The only person who has no biases is the person who has no opinions whatsoever. I need hardly point out that I am not this person. Indeed, when it's been suggested that I have hidden biases, my general response has been: "Hidden?" I've always assumed they were perfectly obvious, if seldom obviously perfect.

The last time I tried to organize these premises was about five and a half years ago, but it was more a statement of cultural values than of political stances. And inasmuch as my traffic has increased by dozens in those sixty-odd months, it may be that you, Gentle Reader, might not be quite sure where I stand on Issue X. It is the purpose of this piece to clarify that stand, if not necessarily for your benefit, certainly for mine.

  • I am a Democrat, though lately what this means mostly is I am not a Republican. I've voted for the occasional GOP candidate, although it's almost always been because the Democrats ran someone I found wholly unacceptable. Let it be said up front that I did, in fact, cast a ballot for George W. Bush in 2004; were he eligible to run again in 2008, I don't think I'd do it again, unless the Democrats were to nominate John Kerry again, and I would vote for a marmoset with brain damage before I would vote for John Kerry.

  • I persist in the notion that the Bill of Rights says what it says it says. The first two Amendments allow us to worship (or not to) as we please, to own and operate firearms (or not to) as we please, and to speak as freely as possible. Should you wish to abrogate any of these rights, even on a temporary basis, you had better have a damned good reason. (Hint: you don't.)

  • I oppose any and all manifestations of so-called "identity politics," the pernicious notion that putatively-aggrieved groups have, by dint of said grievances, the right to special consideration by government, and by extension the right to special consideration by everyone else. The Constitution recognizes one group: We The People. Anything else is just politics, and not good politics at that.

  • I believe that House districts should be as small in area as possible and, to the extent possible, should not overspill existing governmental boundaries: county lines, city limits and such. Iowa has taken the lead here: the Iowa Code "provides that districts shall not be drawn to favor any political party, an incumbent legislator or member of Congress, or any other person or group, or for the purpose of augmenting or diluting the voting strength of a language or racial minority group. To ensure compliance with these requirements, the Iowa Code provides that data concerning the addresses of incumbents, the political affiliation of registered voters, previous election results, and demographic data other than population head counts not otherwise required by federal law are not to be considered or used in establishing districts." It's time to follow the lead of the Hawkeyes.
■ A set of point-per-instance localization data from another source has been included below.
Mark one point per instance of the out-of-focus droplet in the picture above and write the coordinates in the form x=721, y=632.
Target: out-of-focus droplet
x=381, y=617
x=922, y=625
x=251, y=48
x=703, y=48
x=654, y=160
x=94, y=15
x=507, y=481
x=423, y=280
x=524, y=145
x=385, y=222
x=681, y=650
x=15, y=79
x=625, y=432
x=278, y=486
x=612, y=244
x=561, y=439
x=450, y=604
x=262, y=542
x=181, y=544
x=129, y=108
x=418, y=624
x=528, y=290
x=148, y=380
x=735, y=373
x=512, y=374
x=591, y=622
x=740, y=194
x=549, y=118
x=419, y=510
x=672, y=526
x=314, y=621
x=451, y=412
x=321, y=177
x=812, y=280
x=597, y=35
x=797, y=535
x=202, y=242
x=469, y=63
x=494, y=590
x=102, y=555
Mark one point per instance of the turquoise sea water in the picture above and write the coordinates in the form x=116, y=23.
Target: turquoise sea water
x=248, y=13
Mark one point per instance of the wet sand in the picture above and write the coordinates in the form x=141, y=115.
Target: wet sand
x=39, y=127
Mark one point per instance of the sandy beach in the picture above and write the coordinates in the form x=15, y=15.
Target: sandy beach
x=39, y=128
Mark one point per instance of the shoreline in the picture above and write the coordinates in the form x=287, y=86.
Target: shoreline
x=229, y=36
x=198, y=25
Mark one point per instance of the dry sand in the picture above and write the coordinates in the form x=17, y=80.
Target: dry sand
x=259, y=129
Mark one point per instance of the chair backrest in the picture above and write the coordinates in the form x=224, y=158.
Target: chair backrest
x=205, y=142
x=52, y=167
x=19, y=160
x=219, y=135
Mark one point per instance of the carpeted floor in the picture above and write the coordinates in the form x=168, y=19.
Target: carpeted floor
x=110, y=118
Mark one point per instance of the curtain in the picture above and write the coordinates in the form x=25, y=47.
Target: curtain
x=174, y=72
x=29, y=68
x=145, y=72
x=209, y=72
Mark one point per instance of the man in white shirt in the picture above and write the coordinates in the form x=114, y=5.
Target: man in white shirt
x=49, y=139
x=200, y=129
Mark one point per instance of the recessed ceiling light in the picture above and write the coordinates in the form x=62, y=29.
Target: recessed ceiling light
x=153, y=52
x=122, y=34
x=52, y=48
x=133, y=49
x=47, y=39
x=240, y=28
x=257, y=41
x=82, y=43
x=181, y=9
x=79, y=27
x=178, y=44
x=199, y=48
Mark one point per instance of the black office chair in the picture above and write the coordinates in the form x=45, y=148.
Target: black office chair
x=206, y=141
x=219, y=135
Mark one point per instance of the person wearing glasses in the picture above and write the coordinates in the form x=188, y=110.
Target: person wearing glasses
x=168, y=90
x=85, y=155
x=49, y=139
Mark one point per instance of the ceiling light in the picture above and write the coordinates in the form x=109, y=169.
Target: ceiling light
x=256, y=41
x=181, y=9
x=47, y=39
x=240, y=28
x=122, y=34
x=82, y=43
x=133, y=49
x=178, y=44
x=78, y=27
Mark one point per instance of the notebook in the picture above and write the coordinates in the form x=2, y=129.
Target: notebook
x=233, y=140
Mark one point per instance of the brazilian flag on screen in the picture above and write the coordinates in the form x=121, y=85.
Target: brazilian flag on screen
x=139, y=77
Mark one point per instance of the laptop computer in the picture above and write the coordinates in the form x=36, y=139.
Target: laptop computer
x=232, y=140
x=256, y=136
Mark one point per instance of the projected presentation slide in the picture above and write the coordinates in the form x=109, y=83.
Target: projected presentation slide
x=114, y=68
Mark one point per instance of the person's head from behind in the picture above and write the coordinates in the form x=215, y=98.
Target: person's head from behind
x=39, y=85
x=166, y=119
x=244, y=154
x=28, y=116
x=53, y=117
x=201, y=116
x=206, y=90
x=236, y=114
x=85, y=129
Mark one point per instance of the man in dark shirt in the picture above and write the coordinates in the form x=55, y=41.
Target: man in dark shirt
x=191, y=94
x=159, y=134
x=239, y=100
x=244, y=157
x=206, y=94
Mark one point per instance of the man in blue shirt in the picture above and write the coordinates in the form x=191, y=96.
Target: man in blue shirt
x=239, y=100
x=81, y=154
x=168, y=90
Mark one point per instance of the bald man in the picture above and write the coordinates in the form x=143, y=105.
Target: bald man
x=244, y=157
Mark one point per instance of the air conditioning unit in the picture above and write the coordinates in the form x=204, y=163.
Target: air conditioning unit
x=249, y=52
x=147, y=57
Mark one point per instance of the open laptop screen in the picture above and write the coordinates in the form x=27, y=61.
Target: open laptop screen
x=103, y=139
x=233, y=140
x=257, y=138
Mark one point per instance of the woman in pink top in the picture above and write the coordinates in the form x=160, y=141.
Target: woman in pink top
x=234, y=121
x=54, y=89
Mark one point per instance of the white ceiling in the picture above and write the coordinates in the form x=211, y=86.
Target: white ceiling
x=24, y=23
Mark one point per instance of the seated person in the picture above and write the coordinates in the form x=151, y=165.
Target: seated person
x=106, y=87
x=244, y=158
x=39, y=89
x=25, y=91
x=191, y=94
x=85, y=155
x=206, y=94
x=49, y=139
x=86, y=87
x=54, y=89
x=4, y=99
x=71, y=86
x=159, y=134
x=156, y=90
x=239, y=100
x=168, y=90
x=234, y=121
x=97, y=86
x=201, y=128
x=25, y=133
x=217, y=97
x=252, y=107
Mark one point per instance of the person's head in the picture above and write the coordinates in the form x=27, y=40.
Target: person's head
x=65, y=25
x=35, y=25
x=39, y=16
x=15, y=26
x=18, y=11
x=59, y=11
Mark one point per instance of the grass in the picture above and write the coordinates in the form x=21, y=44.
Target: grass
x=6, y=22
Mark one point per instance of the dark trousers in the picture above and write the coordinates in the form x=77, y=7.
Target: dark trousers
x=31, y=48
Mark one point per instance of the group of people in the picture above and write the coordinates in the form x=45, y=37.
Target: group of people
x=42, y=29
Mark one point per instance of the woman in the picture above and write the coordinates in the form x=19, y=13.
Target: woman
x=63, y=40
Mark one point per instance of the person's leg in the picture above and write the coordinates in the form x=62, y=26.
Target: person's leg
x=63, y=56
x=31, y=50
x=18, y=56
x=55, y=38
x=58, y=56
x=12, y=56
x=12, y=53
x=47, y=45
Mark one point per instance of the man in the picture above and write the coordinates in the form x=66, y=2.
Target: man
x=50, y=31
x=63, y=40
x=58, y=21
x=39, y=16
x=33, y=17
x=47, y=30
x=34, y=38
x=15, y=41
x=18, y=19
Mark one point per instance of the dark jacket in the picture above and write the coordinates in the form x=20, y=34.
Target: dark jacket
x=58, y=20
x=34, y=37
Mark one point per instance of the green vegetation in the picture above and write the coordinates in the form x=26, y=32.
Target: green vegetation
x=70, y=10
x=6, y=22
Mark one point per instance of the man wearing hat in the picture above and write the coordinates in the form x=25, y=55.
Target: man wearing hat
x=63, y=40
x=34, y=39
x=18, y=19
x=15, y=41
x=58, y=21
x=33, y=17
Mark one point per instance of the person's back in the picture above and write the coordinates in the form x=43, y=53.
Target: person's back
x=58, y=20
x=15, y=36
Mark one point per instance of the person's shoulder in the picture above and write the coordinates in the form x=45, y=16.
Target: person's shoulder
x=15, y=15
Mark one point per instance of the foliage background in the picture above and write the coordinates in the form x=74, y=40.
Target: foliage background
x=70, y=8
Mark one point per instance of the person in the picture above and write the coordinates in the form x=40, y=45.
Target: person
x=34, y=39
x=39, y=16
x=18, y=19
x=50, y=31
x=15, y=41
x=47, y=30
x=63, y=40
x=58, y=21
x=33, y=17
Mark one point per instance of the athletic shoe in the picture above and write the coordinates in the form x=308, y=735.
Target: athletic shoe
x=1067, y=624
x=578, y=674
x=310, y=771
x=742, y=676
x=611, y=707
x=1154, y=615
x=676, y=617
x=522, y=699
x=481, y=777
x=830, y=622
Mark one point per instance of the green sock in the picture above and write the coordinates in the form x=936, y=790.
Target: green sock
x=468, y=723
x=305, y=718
  • The entirety of the tax code needs to be thrown out and reconstituted under two rules: it is not the function of the tax system to enforce social policy, however seemingly beneficial said policy may appear, and it should not be necessary for the average taxpayer to hire an expert every year to comb through the minutiae of the code.

  • There is a practical limit, and not a particularly high one, on how much accommodation can be made for a person who, accidentally or intentionally, cannot cope with a given situation. Oversimplified example: it is perfectly all right to make some aisles at the arena wide enough to allow wheelchairs to come through; it is unreasonable to demand that the National Basketball Association allow for players in wheelchairs. (For one thing, they can't dunk worth a damn.) Perhaps closer to reality: if your religious beliefs oppose chemical forms of contraception, perhaps you should have picked some career other than pharmacy.

  • I will shed no tears if Roe v. Wade is ultimately overturned, and should it happen, I will not complain if some states choose to restrict abortions. And if some other states choose to permit the practice, I will not complain about that either.

  • "Let us sit down and reason together" has no relevance when dealing with people for whom reason isn't an option: militant Islamists, the government of North Korea, people who follow Cindy Sheehan around.

  • The government can, indeed must, insure equality under the law. However, it cannot insure equality of results, and if you're the sort of person who is upset by this fact, you should add your name to the list in the previous item.

There are, of course, other things I could say, and at some point you should assume that I will.

(Inspired by the example of Joe Goodwin, who might agree with me on one or two of these things, maybe.)